Les robots-livreurs de Starship Technologies, tout comme leurs concurrents, s’arrêteront, seront coincés, entreront en collision avec des objets, dévieront de leur trajectoire… Si les humains ne sont pas là pour intercepter chaque robot en difficulté et le ramener sur le droit chemin, beaucoup deviendront vite inutiles. Ils pourraient aussi se renverser et blesser des gens en s’arrêtant, en créant des embouteillages ou en faisant des mouvements brusques. Beaucoup d'obstacles et de problèmes de sociabilité doivent encore être résolus avant que les drones de livraison ne deviennent réellement utiles.

Les robots devront également affronter la météo, les portes, les ascenseurs et bien d’autres défis physiques. Pour le moment, la technologie ne permet pas aux robots d’ouvrir les portes ou de contrôler les ascenseurs : pour qu'ils puissent se déplacer efficacement, ils auront besoin de l'aide des individus qui croisent leur route.

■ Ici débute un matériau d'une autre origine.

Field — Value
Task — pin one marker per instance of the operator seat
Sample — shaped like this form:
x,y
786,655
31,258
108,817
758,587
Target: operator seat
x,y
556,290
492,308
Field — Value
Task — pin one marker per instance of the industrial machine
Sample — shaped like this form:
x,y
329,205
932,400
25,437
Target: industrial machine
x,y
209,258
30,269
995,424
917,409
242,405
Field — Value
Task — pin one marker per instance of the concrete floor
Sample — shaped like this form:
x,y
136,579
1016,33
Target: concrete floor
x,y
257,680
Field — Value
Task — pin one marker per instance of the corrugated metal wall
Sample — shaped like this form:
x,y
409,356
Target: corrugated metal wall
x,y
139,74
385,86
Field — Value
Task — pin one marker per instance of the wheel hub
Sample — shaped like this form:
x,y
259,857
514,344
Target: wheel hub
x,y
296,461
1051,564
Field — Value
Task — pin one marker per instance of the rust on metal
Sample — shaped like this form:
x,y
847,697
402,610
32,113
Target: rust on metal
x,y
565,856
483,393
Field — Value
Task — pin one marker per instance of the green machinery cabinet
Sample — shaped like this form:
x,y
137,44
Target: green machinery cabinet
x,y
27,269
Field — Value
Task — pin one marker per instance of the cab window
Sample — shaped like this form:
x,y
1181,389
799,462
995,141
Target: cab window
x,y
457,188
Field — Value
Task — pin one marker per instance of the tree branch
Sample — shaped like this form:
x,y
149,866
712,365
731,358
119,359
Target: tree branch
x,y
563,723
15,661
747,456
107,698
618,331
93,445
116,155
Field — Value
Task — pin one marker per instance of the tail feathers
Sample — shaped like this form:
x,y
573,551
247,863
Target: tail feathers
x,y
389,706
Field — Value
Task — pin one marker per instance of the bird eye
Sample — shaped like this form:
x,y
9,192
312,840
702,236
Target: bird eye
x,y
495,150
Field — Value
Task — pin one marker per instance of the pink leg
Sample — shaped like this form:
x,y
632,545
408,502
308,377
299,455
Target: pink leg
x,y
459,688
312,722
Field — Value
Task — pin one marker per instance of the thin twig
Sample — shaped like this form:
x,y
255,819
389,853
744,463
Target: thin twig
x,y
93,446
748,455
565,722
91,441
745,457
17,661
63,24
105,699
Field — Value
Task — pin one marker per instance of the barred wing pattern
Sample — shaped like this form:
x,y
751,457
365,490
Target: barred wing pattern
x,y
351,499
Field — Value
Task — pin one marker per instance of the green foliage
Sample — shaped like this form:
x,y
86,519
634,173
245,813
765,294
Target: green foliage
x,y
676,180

Cela pourrait être des étudiants, des enseignants, des administrateurs, des concierges, des travailleurs, des visiteurs : en bref, n’importe qui.

Les cafouillages et le besoin d'aide humaine des robots pourraient bien perturber les mouvements et la plans des personnes résidant dans les micro-communes. Compter sur leur coopération est un pari risqué de la part de Starship Enterprises. Le pire, c'est que l'entreprise pourrait bien ne recevoir que des feedbacks positifs sur ses livreurs robotiques, et ne pas se rendre compte que leur succès dépend totalement de l’aide invisible de l’humain. Ces données incorrectes seront ensuite utilisées pour justifier le déploiement d'un plus grand nombre de robots, dont les lacunes devront être comblées par un plus grand nombre de bénévoles.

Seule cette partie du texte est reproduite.